By Meghan Hendrickson
Reporter
Sending a nutrition team on a missions trip is a new trick for an old school— but this summer, Baylor will do just that.
A team of seven nutrition students will embark on a mission May 19-27 to Panajachel, Guatemala. Dr. Janelle Walter, professor of nutrition sciences, will lead the team.
For the past five years, Walter said she has been trying to make way for students to explore the world through their studies.
“Nutrition programs all over the country have gone to Guatemala,” Walter said. “Guatemala’s been studied for decades because it’s so poorly nourished.”
Walter said the team will be teaching children games about healthy eating at a local preschool, cooking and serving food at a nearby center that feeds children each day and observing the children to discover if there are any “signs of overt malnutrition.”
Kansas City, Kan., senior Leigh Sunderland said she thinks the trip will help prepare her for the international nutrition work she would like to do after she graduates.
“We aren’t planning on doing much evangelism, but I will be looking for opportunities to share the Gospel with anyone who is willing to hear,” Sunderland said. “Food and nutrients are the bases of our physical lives, but won’t sustain the deeper hunger in our souls that can only be filled by God.
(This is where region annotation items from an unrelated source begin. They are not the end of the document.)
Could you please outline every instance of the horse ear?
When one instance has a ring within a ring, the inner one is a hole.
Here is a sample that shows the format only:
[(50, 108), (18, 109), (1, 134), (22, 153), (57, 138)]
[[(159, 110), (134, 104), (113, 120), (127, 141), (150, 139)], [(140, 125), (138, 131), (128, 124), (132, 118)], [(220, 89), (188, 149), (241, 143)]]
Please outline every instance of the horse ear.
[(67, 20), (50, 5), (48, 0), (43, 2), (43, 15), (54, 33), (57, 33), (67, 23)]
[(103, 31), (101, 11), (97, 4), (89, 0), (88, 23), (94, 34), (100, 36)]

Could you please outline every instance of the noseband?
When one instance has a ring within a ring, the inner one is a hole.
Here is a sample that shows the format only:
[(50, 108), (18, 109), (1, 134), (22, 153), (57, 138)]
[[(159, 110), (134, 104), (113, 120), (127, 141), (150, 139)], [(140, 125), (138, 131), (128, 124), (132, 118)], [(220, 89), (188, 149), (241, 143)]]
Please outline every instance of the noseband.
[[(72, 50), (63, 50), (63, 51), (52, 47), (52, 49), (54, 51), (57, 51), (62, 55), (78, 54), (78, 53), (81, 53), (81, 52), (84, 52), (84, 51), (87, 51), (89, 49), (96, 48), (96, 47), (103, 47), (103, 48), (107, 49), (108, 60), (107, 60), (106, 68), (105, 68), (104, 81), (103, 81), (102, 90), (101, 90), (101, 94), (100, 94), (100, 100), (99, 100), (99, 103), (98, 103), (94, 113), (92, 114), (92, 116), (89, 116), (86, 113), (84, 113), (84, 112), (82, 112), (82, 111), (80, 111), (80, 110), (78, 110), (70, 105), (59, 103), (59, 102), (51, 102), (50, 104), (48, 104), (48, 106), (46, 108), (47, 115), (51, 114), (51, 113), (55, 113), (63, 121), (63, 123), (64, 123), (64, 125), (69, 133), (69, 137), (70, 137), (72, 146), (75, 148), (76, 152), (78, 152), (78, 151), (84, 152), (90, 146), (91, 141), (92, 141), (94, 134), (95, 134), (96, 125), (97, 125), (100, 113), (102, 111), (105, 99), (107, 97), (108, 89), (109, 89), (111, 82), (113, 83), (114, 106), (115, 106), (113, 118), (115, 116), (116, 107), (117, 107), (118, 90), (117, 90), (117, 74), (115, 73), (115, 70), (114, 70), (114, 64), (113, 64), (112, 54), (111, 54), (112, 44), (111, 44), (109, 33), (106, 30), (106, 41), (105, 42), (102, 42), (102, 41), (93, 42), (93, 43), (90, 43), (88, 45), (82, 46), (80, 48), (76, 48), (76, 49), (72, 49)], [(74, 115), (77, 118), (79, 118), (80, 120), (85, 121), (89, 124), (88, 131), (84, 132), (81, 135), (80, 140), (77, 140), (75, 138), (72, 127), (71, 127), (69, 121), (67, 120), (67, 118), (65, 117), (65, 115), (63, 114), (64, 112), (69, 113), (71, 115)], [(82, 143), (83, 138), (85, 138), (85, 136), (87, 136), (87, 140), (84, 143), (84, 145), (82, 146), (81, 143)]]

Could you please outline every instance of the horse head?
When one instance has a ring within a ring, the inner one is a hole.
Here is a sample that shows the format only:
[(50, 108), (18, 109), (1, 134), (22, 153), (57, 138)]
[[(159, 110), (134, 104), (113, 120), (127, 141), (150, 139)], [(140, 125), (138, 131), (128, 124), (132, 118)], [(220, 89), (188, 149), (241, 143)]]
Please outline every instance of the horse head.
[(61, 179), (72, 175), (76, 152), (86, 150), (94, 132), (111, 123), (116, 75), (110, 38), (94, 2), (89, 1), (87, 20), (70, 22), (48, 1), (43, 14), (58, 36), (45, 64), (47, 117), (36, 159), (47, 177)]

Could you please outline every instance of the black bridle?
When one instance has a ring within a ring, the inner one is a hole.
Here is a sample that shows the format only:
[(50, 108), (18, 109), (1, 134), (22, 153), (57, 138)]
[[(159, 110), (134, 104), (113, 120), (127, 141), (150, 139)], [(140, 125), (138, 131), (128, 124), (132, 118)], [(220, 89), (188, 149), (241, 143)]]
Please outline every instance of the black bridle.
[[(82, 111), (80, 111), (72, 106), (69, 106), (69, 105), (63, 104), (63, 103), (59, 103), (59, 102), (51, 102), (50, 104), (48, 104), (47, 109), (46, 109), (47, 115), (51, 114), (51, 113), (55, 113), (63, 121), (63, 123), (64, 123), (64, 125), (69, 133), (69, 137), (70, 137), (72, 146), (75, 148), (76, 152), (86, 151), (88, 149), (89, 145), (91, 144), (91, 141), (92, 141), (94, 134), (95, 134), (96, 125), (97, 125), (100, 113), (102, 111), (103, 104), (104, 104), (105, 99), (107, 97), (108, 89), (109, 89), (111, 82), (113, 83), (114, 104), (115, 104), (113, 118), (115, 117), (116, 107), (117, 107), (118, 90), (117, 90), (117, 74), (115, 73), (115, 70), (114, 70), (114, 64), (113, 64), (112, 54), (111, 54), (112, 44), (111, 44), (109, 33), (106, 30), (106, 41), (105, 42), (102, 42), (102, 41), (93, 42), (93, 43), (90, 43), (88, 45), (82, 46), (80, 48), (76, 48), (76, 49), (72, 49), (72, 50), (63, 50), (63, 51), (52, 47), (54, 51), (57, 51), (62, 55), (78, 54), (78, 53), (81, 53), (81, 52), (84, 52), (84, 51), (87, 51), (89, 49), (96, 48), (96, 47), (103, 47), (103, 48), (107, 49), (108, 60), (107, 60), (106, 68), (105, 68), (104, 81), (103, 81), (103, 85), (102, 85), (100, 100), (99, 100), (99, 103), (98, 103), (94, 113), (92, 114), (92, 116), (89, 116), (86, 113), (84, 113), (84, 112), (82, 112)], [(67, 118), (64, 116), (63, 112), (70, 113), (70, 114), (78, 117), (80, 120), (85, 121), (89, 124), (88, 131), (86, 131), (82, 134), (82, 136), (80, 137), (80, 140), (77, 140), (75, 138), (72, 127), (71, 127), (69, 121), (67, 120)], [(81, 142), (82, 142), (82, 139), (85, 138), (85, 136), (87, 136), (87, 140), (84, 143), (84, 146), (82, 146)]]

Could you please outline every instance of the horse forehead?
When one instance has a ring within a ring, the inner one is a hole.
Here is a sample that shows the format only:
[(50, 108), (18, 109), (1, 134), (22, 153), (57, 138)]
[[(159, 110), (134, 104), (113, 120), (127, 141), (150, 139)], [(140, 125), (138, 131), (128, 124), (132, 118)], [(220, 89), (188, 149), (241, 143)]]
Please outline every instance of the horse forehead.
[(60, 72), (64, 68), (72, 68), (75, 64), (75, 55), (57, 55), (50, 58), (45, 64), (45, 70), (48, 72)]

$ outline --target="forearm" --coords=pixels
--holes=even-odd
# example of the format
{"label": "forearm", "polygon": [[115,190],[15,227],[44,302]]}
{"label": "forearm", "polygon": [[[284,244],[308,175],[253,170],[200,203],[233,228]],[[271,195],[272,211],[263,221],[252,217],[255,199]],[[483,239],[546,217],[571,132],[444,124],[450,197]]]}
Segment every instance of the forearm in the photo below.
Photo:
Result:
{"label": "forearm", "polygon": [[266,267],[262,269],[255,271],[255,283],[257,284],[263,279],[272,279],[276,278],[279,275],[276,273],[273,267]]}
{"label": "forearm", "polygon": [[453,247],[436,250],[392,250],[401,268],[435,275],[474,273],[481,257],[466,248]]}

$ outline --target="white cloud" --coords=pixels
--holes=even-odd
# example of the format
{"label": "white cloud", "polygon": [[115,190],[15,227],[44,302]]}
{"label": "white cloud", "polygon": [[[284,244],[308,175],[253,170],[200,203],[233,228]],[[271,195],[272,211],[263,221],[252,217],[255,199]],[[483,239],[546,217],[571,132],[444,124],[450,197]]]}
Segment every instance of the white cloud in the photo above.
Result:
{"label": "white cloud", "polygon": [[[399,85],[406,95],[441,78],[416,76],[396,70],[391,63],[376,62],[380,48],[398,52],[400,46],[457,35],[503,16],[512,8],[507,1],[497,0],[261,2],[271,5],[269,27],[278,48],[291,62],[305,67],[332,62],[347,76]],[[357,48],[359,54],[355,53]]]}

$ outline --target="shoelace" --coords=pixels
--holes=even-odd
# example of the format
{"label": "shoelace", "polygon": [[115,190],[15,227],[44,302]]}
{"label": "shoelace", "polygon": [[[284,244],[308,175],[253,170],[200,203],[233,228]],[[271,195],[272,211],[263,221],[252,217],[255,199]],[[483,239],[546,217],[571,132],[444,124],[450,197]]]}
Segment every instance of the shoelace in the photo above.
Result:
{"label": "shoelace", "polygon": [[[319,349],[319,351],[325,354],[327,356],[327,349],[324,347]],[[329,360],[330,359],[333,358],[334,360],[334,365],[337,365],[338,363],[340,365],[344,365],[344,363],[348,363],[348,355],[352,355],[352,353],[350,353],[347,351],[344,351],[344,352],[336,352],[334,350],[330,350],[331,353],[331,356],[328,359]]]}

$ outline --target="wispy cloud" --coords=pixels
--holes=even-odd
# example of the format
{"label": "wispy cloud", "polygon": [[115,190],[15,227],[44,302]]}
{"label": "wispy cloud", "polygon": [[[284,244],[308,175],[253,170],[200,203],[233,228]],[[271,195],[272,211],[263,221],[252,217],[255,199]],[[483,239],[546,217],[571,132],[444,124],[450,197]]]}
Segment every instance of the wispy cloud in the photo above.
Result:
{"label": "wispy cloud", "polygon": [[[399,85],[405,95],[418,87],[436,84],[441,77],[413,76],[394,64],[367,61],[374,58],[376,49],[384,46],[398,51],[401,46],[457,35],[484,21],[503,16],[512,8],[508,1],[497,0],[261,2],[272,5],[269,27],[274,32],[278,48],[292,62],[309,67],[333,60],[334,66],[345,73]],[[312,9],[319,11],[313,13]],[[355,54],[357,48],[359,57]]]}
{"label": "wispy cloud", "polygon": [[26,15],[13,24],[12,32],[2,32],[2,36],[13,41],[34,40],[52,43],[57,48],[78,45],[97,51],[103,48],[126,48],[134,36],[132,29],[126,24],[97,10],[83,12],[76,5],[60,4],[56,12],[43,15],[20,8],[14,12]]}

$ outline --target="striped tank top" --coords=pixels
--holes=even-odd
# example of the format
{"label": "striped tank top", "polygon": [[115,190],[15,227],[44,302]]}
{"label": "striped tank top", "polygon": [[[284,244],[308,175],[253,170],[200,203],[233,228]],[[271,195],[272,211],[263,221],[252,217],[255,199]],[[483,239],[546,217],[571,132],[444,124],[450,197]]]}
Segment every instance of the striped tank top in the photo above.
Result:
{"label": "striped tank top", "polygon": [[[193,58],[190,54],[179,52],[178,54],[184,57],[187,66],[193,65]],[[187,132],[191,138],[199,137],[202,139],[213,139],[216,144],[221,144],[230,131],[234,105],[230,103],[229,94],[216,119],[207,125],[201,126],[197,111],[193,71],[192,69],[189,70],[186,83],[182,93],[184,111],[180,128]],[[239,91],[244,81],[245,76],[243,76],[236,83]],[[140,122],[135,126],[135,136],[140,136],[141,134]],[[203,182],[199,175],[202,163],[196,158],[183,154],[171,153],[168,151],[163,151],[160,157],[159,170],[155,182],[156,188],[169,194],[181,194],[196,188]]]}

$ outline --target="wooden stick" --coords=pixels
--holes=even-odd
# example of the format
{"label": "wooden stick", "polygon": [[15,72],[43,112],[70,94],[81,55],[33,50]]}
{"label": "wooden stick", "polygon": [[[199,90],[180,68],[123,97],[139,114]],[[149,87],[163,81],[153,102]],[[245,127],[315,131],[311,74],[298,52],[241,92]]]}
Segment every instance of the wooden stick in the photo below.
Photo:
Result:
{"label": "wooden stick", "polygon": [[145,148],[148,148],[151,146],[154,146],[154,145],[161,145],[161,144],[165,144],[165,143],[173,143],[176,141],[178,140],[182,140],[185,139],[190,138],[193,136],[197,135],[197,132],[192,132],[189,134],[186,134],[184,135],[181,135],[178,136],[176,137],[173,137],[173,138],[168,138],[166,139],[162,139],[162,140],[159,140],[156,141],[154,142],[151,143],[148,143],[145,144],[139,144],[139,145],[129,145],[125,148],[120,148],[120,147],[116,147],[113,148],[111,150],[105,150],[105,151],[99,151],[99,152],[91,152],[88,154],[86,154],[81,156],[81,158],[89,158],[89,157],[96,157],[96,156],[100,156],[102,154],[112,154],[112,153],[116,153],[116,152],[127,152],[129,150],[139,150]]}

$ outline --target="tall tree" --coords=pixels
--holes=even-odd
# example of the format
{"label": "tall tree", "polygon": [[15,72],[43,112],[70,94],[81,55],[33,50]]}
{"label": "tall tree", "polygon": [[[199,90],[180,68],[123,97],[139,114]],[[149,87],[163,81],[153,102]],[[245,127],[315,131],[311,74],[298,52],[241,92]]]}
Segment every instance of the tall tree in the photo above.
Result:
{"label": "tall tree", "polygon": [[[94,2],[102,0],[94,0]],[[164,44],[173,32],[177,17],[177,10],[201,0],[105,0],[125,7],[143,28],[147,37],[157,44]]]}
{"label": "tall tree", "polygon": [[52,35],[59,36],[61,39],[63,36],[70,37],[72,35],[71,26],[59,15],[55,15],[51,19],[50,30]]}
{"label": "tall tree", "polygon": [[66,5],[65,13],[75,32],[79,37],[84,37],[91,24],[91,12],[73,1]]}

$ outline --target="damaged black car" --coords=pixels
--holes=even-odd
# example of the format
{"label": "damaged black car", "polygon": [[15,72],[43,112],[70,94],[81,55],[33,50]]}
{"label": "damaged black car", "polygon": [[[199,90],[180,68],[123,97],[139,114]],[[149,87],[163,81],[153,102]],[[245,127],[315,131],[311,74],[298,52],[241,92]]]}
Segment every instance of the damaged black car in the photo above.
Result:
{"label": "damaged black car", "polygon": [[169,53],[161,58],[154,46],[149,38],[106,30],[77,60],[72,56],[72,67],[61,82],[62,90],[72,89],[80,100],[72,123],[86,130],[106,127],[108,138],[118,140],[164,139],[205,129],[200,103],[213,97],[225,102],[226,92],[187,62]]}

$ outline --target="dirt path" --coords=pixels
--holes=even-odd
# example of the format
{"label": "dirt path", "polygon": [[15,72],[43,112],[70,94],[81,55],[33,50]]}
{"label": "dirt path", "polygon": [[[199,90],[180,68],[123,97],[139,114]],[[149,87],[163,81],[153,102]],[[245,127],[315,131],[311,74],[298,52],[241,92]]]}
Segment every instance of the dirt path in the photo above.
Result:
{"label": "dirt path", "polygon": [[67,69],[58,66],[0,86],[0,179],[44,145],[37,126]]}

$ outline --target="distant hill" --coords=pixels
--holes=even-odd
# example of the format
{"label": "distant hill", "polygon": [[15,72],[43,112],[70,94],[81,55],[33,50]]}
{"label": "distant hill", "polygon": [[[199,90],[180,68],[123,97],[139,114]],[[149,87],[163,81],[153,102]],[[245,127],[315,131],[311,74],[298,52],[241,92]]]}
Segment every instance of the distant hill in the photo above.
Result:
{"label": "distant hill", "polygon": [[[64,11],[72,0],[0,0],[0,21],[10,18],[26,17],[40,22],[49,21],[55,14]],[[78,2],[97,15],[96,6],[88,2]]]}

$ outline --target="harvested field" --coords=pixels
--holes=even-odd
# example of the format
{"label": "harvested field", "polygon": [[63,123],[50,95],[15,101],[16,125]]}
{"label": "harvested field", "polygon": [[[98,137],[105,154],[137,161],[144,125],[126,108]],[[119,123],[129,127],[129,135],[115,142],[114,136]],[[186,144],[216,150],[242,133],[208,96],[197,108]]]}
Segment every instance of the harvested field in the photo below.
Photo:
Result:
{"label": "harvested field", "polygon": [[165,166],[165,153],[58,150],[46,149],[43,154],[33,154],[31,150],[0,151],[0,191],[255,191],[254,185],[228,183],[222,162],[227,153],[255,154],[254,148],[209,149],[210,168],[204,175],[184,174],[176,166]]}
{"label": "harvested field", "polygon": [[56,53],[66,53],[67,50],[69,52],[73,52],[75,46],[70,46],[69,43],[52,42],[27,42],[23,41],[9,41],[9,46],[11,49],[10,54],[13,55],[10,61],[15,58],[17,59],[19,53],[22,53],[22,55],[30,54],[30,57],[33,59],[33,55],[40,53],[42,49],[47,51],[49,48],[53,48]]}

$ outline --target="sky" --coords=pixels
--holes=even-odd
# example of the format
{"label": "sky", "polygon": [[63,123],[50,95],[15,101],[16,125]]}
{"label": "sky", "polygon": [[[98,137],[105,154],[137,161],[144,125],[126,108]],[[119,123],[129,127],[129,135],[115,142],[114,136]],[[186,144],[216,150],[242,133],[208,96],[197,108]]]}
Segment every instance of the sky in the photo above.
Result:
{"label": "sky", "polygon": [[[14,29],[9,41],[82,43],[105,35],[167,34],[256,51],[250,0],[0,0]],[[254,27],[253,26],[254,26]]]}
My ultimate vision is to care for those in need by providing for their physical needs, and through those acts of care, to draw them in to hear the Good News that will be the true nourishment they are looking for.”
All seven student team members are enrolled in a special section of “World Nutrition,” taught by Walter, that includes the trip as part of the coursework.
Bandera senior Jennifer Lavallee said the class has met once each week of the semester to discuss the trip, plan itineraries and prepare materials to take to Guatemala, including dietary information and educational games for children.
“Mind you that all of this needs to be in Spanish, so we’re having to stretch our abilities a bit,” Lavallee said. “None of us are fluent, but we are mostly communicative, at least, in the language.”
The team planned on serving in the jungles of Honduras until last month, when Walter decided to change the trip’s destination to Guatemala because of the violence in the area of Honduras they intended to travel.
“I felt like God was closing the door,” Walter said.
Walter said she Google-searched “nutrition missions Guatemala” and came across the website for a United Methodist Church mission initiative in Guatemala.
Walter said her team seemed like a great fit for the work of Mission Guatemala, and it has been arranged for them to serve through that organization.
Walter said she looks forward to students “experiencing being in a different culture and working with that culture in a positive way.”